EPA has amended the standards for major sources of hazardous air pollutants (HAPs) but not for area sources of HAPs. However, EPA revised potential to emit calculations to include all storage vessels (not just those with potential for flash) in the production segment and to assume worst-case glycol circulation rate for glycol dehydrators in both rules. For those area sources that become major sources based on the new calculation methodology, there is a three-year compliance timeline. For area sources with actual emissions greater than 50% of the major source threshold (5 tpy of individual HAP/12.5 tpy of total HAP), owners or operators must review the major source determination annually using gas composition data measured within the last 12 months.

In both the production and transmission/storage sectors, small dehydrators were previously exempt from the NESHAP rules. In the amended final NESHAP rules, EPA revised the emission limits for small dehydrators at major sources. Existing small glycol units that are subject to the NESHAP for the first time (i.e., commenced construction before August 23, 2011) have three years from the effective date of the amended final rules to comply. Table 2 summarizes the emission limits for small dehydrators in each amended NESHAP Subpart.
EQ Summer 2012 OG Table 2
In the proposed amendments, EPA had proposed to remove the 1 tpy benzene alternative compliance option for major sources and require controls of all storage vessels (including those without the potential for flash emissions). However, in the final amended rules EPA retained the 1 tpy benzene option and did not include control requirements for storage vessels without the potential for flash emissions.

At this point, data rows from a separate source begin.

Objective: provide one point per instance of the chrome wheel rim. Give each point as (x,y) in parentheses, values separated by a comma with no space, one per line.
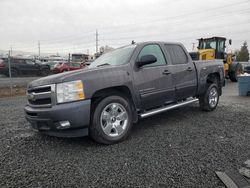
(213,97)
(114,119)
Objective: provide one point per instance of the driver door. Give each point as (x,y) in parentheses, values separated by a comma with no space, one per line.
(154,81)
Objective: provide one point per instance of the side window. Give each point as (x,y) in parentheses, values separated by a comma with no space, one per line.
(221,45)
(177,54)
(153,49)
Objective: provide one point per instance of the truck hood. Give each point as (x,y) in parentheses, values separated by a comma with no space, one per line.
(82,74)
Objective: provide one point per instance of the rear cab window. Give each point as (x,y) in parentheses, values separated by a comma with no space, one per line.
(176,53)
(153,49)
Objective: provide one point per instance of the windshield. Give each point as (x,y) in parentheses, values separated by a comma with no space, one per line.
(117,57)
(208,44)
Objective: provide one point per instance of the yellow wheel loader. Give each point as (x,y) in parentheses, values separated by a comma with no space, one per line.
(214,48)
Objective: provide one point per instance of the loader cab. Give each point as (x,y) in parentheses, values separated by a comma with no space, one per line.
(212,48)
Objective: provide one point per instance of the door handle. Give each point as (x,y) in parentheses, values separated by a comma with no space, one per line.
(166,72)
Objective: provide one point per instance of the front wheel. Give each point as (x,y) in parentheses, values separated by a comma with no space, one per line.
(111,120)
(209,100)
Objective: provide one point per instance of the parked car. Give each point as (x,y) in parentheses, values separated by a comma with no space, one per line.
(51,64)
(21,66)
(66,66)
(120,87)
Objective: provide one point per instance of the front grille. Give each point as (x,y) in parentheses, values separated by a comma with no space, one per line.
(41,96)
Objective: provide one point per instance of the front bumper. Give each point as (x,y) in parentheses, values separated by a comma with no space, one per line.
(47,120)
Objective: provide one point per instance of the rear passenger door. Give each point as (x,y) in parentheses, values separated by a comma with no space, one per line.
(184,73)
(154,81)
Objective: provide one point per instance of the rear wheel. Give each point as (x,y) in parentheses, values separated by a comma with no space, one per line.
(111,120)
(234,74)
(209,100)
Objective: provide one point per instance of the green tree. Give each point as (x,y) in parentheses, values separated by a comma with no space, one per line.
(243,54)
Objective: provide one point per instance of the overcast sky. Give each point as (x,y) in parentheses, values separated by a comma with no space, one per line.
(65,26)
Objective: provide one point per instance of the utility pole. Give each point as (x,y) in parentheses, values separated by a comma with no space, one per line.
(10,73)
(96,40)
(39,50)
(193,46)
(11,52)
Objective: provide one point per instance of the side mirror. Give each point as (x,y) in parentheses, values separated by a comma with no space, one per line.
(146,59)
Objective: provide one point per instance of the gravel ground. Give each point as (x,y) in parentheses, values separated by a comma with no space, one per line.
(180,148)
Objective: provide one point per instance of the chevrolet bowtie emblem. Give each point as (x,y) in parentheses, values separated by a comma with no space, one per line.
(31,96)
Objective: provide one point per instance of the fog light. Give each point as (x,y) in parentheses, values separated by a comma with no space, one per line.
(64,125)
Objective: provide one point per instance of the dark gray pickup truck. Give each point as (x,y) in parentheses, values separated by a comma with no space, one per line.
(120,87)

In both sectors, EPA included an alternate compliance option for non-flare combustion devices allowing manufacturers to demonstrate the destruction efficiency for a specific model in lieu of facilities conducting site-specific tests for those specific control devices. In addition, the following compliance related amendments were made to the final rules:

  • Revisions to the parametric monitoring provisions, including the development of a site-specific monitoring plan
  • Addition of periodic performance testing where applicable
  • Removal of the allowance of a design analysis for all control devices other than condensers
  • Removal of the requirement for a minimum residence time for an enclosed combustion device
  • Addition of recordkeeping and reporting requirements to document carbon replacement intervals
  • Lowering leak detection limit for valves to 500 parts per million 

Similar to other recently promulgated NESHAPs, EPA eliminated the SSM exemptions such that the established standards in these two NESHAPs apply at all times. In conjunction with this change, EPA added a provision for affirmative defense to civil penalties for exceedances of emission limits caused by malfunctions.

What’s Next?

EPA has made it clear that oil and gas production and processing sources will be the focus of its National Enforcement Initiative (NEI) for fiscal years 2012 and 2013. With the new NSPS and revised NESHAPs in place, EPA has the tools it needs to enforce in a comprehensive manner. Take time to review these regulations in detail: the impacts are far reaching, the recordkeeping is not insignificant, and inaccurate or missed reporting can lead to enforcement actions years from now if not approached carefully. While the political landscape may change months, or even years, from now, air quality regulations for the oil and gas industry are not likely to lessen overnight – if at all. Now is the time to review, prepare, plan – and most importantly, participate. Provide comments on future proposed rules, work with legislators and rule makers to achieve common sense solutions, and participate with your industry organizations that may be negotiating with EPA, state, and local agencies regarding oil and gas rules.